Ari’s expression was blank, unreadable, not quite empty.

Ziva’s dark eyes flashed. “You know he is not well. You must have provoked him.”

“I did not,” Kate spat. “Your brother ain’t right in the head and we all know it.”

Ducky shuffled out of his quarters, blinking owlishly without his glasses. “Please, can a man not have peace to rest?”

Kate pointed her pistol at Ari, who ducked his head and clung to Ziva’s back. “He was in my bunk. He tried to kill me.”

“He did not mean it,” Ziva said. “He was having a - bad dream.”

“Or maybe a good dream,” Tony drawled.

Everyone turned.

Tony stood at the entrance to the crew quarters, one hand in the pocket of his suit, looking boyishly handsome, hair perfectly coiffed and not like he’d just rolled out of someone else’s bed, which they all knew he had. He looked Kate up and down. “I’ve always said you’re pretty easy on the eyes, and poor Ari, locked away in that school of his -”

“They were experimenting on him,” Ziva cut in sharply.

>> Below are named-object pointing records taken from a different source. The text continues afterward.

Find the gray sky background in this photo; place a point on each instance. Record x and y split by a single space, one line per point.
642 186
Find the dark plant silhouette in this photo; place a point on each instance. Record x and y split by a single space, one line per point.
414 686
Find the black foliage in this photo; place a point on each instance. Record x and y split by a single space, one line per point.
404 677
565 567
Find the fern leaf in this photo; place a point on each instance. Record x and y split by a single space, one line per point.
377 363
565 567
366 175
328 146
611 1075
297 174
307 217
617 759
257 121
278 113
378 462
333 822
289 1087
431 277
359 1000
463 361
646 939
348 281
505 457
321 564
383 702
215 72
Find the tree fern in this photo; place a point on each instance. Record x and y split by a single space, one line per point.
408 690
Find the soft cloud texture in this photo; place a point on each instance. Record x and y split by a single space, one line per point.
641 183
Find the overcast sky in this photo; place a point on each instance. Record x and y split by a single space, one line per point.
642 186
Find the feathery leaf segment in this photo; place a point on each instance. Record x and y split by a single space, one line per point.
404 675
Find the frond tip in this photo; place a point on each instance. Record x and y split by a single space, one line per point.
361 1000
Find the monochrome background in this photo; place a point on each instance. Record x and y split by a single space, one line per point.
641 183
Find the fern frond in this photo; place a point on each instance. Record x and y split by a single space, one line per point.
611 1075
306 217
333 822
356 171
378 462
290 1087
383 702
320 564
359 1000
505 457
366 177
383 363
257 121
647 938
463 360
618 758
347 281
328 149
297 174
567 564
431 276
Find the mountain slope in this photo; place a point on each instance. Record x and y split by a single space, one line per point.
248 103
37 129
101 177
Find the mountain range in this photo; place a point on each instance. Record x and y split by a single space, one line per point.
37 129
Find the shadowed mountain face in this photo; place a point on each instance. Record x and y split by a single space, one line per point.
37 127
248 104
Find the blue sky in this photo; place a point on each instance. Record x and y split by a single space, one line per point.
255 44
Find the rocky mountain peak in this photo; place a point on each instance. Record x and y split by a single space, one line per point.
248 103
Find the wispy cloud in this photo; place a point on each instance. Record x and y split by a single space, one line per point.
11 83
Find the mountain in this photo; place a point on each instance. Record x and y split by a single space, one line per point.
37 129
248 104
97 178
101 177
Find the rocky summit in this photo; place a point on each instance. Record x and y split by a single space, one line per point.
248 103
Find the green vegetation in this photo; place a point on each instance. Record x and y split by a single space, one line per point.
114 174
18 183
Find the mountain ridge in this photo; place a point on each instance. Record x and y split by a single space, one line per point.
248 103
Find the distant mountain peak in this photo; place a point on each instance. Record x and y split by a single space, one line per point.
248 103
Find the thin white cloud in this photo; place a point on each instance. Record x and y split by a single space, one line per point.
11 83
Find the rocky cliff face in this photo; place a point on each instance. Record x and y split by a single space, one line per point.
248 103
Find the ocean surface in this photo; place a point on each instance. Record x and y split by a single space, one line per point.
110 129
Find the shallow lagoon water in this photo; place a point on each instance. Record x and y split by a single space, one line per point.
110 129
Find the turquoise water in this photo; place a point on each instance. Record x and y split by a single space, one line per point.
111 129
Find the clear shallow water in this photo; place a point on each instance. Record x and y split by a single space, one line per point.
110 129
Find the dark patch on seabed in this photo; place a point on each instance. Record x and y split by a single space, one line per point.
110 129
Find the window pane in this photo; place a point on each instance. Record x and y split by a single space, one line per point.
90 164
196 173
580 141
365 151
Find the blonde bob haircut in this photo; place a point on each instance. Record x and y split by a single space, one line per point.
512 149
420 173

“He probably didn’t get to see any fine specimens such as yourself,” Tony fished. “Give the kid a break.”

Gibbs had chosen Kate as his first mate because she’d served honorably in the war, not because she was pretty.

But no one - least of all Gibbs - was oblivious to the fact that all of the women on his ship were beautiful. Every single one of them, from Abby the cheerily macabre mechanic to Kate to Ziva, who officially acted as one of the crew’s hired guns (but had, Gibbs knew, extensive combat training from the most frightening special and classified forces in the Alliance).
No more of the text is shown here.